In conclusion, we showed that humans suffering from organic amblyopia obtained a high degree of neural modulation from PL which is not obtained after a similar training regime in normal foveal vision.
These results have important clinical applications because they open new opportunities for the rehabilitation of children and adults with organic amblyopia that cannot take advantage of the typical rehabilitative techniques, such as patching and refractive correction.
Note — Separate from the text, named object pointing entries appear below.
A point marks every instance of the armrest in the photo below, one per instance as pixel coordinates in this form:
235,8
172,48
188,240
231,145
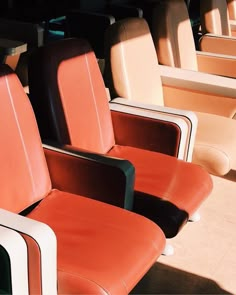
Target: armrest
152,127
217,64
46,241
220,44
81,172
18,260
199,92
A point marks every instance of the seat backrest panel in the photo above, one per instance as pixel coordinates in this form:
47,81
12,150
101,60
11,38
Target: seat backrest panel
214,17
173,36
24,175
77,96
127,42
231,5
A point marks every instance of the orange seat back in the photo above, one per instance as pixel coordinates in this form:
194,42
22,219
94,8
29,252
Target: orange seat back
71,70
24,175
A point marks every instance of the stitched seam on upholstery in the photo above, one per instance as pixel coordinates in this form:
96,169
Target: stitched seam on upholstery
124,71
84,278
21,136
213,148
175,43
90,80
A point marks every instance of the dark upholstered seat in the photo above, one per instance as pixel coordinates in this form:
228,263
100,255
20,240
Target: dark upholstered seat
101,249
69,98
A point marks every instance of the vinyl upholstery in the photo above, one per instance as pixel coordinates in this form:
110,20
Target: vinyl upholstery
100,249
127,53
73,89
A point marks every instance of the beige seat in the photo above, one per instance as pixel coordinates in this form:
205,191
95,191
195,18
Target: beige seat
218,31
132,71
171,43
231,5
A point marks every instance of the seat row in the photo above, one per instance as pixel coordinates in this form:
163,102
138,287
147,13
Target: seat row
118,151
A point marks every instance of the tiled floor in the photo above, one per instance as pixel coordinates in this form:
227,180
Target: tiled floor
204,261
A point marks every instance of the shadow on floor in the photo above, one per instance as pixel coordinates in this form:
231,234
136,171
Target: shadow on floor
163,279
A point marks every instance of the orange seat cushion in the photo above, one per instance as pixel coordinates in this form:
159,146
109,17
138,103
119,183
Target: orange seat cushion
163,176
89,236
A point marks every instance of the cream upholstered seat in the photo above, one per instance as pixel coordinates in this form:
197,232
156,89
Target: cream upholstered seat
219,32
132,71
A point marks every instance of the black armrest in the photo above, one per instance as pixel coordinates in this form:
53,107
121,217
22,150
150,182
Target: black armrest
96,176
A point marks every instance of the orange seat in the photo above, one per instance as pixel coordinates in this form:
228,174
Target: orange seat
231,6
132,71
100,250
218,31
69,98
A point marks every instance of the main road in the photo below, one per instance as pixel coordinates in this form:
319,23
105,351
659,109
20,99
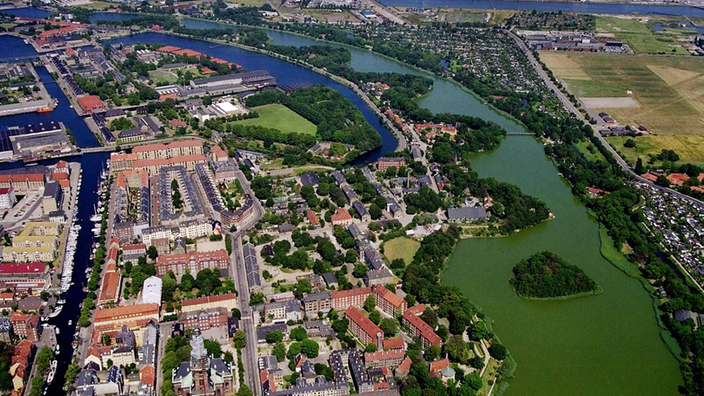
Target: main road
249,356
573,109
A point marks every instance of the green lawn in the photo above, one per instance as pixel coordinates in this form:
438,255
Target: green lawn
280,117
583,148
401,247
690,148
640,35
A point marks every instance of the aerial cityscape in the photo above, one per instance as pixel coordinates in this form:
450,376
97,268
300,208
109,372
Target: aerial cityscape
337,197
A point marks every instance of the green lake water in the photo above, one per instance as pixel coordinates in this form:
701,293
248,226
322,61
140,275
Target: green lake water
601,345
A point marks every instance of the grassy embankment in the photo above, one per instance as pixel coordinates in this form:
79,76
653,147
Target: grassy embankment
401,247
615,257
278,116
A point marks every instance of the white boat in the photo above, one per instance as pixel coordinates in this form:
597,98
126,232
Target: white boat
57,311
52,371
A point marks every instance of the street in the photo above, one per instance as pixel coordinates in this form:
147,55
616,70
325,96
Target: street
249,354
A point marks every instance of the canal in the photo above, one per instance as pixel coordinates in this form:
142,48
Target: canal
91,165
603,345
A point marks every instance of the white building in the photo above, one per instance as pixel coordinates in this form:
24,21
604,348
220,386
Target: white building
152,290
7,198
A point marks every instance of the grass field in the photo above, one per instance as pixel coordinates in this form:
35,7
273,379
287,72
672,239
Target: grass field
401,247
280,117
669,90
640,35
690,148
584,150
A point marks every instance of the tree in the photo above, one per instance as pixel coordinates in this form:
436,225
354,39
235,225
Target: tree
279,351
309,348
640,169
456,349
388,326
152,253
498,351
274,337
370,303
298,334
359,270
432,353
375,317
244,390
240,339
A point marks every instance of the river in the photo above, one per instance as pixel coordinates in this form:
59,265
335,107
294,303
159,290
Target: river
604,345
91,165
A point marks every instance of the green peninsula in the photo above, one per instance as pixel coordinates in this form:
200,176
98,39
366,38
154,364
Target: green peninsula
545,275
Disclosure of funding sources
The study was supported by a grant from MIUR (Dipartimenti di Eccellenza DM 11/05/2017 n.262) to the Department of General Psychology
Declaration of competing interest
The authors declare that they have no conflict of interest related to publication of this manuscript.
Footnotes
Unfortunately, it is not easy to disentangle whether these visual conditions, associated to albinism, are causes or consequences of brain alterations. For example, people with infantile nystagmus have been shown to present a downregulation of cortical activity in MT areas, but it is still not possible to determine for sure whether the nystagmus was the actual cause of downregulation of MT areas (Schlindwein, Schreckenberger, & Dieterich, 2009).
Amblyopia can be defined as a disorder leading to a dysfunction of the central processing of visual information. This dysfunction is usually detected and evident as reduced recognition visual acuity does not improve with optical correction. The abnormalities include many types of visual function such as, visual acuity, hyperacuity, contrast sensitivity and binocular functions (McKee, Levi, & Movshon, 2003).
Neuroplasticity concerns the formation of new synapses and neuromodulation is based on the synchronization of the signal. It is not the aim of the current studies to answer whether PL in a lateral masking regimen will produce neuroplasticity, neuromodulation or both. Here, we use the term plasticity when referring to a change in the brain that has, as counterpart, contextual effects, which in turn leads to positive behavioural outcomes.